CAREGIVER CRISIS IN GEORGIA
Over the last decade, many people with intellectual or developmental disabilities (IDD) in Georgia have moved away from living in state-run institutions and have increasingly begun living in their own homes, family homes or in small group settings. In fact, 48% of people with IDD in Georgia live in the home of a family member. People living with IDD are active members of our communities throughout Georgia.
Direct Support Professionals (DSPs) have played a meaningful role in this shift by assisting individuals with their activities of daily living so they can actively engage in employment and other meaningful daytime activities. DSPs in Georgia have been pivotal in this enriching and enhanced quality of life for those with IDD.
Direct Support Professionals (DSPs) work directly with people with intellectual and/or developmental disabilities with the goal of assisting the individual to become fully included in his/her community and to achieve and maintain optimal independence. Professions that fall under the DSP umbrella include nursing assistants, personal care aides and home health aides.
Despite the life-changing work and impact DSPs provide to the wonderful people they serve, the pay rate for DSPs hasn’t increased with demand, inflation or the move away from institutionalizing individuals. These caregivers are integral in supporting individuals with disabilities to live successfully in their communities, avoid more costly institutional care and enable Georgia to comply with the integration mandate of the Americans with Disabilities Act. They are providing a highly valuable service that used to be fulfilled by government institutions, yet they still aren’t making a living wage.

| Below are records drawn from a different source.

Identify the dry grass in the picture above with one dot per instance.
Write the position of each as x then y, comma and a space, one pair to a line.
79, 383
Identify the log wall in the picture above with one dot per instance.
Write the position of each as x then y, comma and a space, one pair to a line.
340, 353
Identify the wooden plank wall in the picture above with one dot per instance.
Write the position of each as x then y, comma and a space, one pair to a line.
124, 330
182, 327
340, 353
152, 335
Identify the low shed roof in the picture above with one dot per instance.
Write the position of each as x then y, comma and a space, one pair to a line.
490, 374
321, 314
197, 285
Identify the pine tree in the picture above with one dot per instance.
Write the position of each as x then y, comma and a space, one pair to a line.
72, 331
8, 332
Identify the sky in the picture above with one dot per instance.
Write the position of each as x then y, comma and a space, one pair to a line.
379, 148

In Georgia, this pay discrepancy causes many wonderful DSPs to leave for other opportunities with higher pay so they can support their own families.
MEDIAN HOURLY WAGE
ANNUAL COST TO REPLACE DSPs
DSPs EMPLOYED LESS THAN 1 YEAR
A 2015 forecast projected that the demand for DSPs would grow by 62% by 2022.

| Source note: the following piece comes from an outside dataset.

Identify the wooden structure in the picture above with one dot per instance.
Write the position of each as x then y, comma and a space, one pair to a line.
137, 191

Considering individuals with intellectual or developmental disabilities require some amount of support for a lifetime and are living longer, fuller lives—the demand for DSPs will only continue to increase as will the complexity of their job.
Although DSPs enjoy the work they do because they feel like they make a difference in the lives of people they support, they often have to work more than one job to make ends meet. This not only reduces job satisfaction and impacts the lives of caregivers and their families, but little to no rest in between shifts can severely affect the quality of their job performance and therefore risking the health and safety of the individual supported.
The critical shortage of DSPs is threatening the ability of nonprofit community providers to meet the needs of thousands of Georgia residents that require caregiving services.
People with disabilities deserve the opportunity to lead a full and meaningful life, but they must have support for everything from eating, bathing and administering medication to job and life-skills training. Any family in Georgia may feel the impact of this DSP labor emergency. All children are one serious illness or accident away from becoming a child with a disability requiring the support of a DSP.
They Deserve More works to ensure that people with intellectual and developmental disabilities throughout the state get the services they deserve...by fighting for better wages for DSPs who care for them.
For every dollar DSPs are paid, 33 cents come from the State of Georgia and 66 cents come from the Centers for Medicare and Medicaid Services (CMS).
Anticipated minimum wage increases, which are important and necessary, will make the problem even more challenging – when you can make $15 an hour at Amazon, it’s sadly an easy choice. Caring, compassionate people who want to do this important work simply cannot afford to.
DSP WAGES IN GEORGIA ARE NOT COMPETITIVE .
Children and adults with disabilities and their families now face constant change and uncertainty. And worse – it can be dangerous, even life-threatening, when there isn’t enough staff. More and more providers are forced to shut down programs and turn people away who need and deserve support.
The absence of supportive services for these individuals impede on working parents’ ability to maintain employment and financially support their families. Losing supportive services, such as DSPs, would result in more families becoming reliant on social service resources.
GEORGIA IS WAY BEHIND.
DSP wages are low across the US, but Georgia ranks number 40 out of 50 states nationwide for DSP salaries.
We call on state leaders to make the needs of individuals with intellectual and developmental disabilities a top priority. People with disabilities deserve more – they need caregivers who earn at least a living wage.